My boss has this picture of himself on his desk in one of those silver family frames mostly used for graduations or weddings. Instead of the cliché, it is a picture of him holding a dead baby deer in a headlock while his right foot stomped down on the mother's head. There are no captions or subtitles with the picture, but I get the sickest feeling that he killed Bambi. My boss, he would never ask me to get his coffee. He rather ask one of the other female secretaries and it pisses me off. I feel jealous because I want to get that fat bastard his coffee. It’s my job. My boss is so fat he could sell shade. He also has crossed eyes. My boss sweats like a keg of beer and breathes like a diesel engine.

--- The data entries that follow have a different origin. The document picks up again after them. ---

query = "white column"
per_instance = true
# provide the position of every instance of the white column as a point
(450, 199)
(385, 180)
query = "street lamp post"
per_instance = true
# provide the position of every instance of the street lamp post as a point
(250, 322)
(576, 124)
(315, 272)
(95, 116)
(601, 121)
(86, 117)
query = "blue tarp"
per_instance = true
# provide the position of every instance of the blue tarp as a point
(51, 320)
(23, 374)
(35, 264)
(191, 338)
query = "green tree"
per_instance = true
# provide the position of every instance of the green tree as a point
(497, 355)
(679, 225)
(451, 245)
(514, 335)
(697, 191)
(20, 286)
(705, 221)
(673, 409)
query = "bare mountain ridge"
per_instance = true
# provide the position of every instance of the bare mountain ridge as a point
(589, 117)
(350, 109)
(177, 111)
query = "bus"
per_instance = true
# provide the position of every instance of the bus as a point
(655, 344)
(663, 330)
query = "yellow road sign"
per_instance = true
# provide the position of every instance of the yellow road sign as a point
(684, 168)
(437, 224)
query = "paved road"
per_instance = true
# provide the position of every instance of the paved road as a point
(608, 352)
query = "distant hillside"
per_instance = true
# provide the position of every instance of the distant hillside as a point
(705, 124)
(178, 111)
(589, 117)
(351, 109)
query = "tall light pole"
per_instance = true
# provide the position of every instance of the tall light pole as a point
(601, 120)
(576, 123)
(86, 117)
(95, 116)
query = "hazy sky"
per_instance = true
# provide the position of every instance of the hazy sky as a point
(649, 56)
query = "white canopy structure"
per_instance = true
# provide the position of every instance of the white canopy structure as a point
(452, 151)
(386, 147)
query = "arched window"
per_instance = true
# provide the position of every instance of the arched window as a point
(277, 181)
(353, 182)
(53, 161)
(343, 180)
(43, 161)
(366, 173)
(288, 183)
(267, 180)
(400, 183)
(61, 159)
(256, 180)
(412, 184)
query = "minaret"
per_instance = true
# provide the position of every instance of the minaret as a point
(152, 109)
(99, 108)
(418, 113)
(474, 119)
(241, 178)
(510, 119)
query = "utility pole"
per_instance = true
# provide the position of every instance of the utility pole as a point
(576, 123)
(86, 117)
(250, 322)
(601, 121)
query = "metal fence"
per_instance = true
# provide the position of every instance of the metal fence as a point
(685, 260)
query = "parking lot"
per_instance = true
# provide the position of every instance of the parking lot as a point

My boss is always asking me inappropriate questions like if I caught that basketball or football game last night. I don't know how to tell him that I don't watch sports, so I find myself studying the sports section before work or buying copies of Sports Illustrated to casually place on my desk just to keep the lie alive. My boss calls me names like "buddy" or "bud" with every sentence as if I'm his friend. I'm beginning to think that he thinks that's my name. My boss, Dan, is from Georgia where it's pronounced "jaw her!" My boss, when he calls out my name, I'm not a grown man anymore with my own apartment and drinking problem but a small child or adoring pet, all bright eyed and wagging my tail as I anxiously wait for my Master to give me a command so that I can get a treat. When I hear my name, I jump from my seat and race to his office knocking down anyone who gets in my way. I find myself giddy with nervous anticipation and I don't know why. My boss, when he's talks to me he doesn't look me in the eyes. It makes me feel as if he is embarrassed for me because I'm a man supposedly doing a woman's job. My boss tries to comfort my masculinity by hitting me in the arm or going into long rants about sports and cars or grabbing his nuts when he talks about the "hot" receptionist with the big knockers. I just nod helplessly. I'm always nodding helplessly. My boss and I, we always get to a point of complete uncomfortable silence. He’s nervous around me. I don’t know if it’s because I’m black, or a man. Maybe it’s both.
I hate my job. I hear the alarm clock going off. It’s Monday again. Everybody pretends.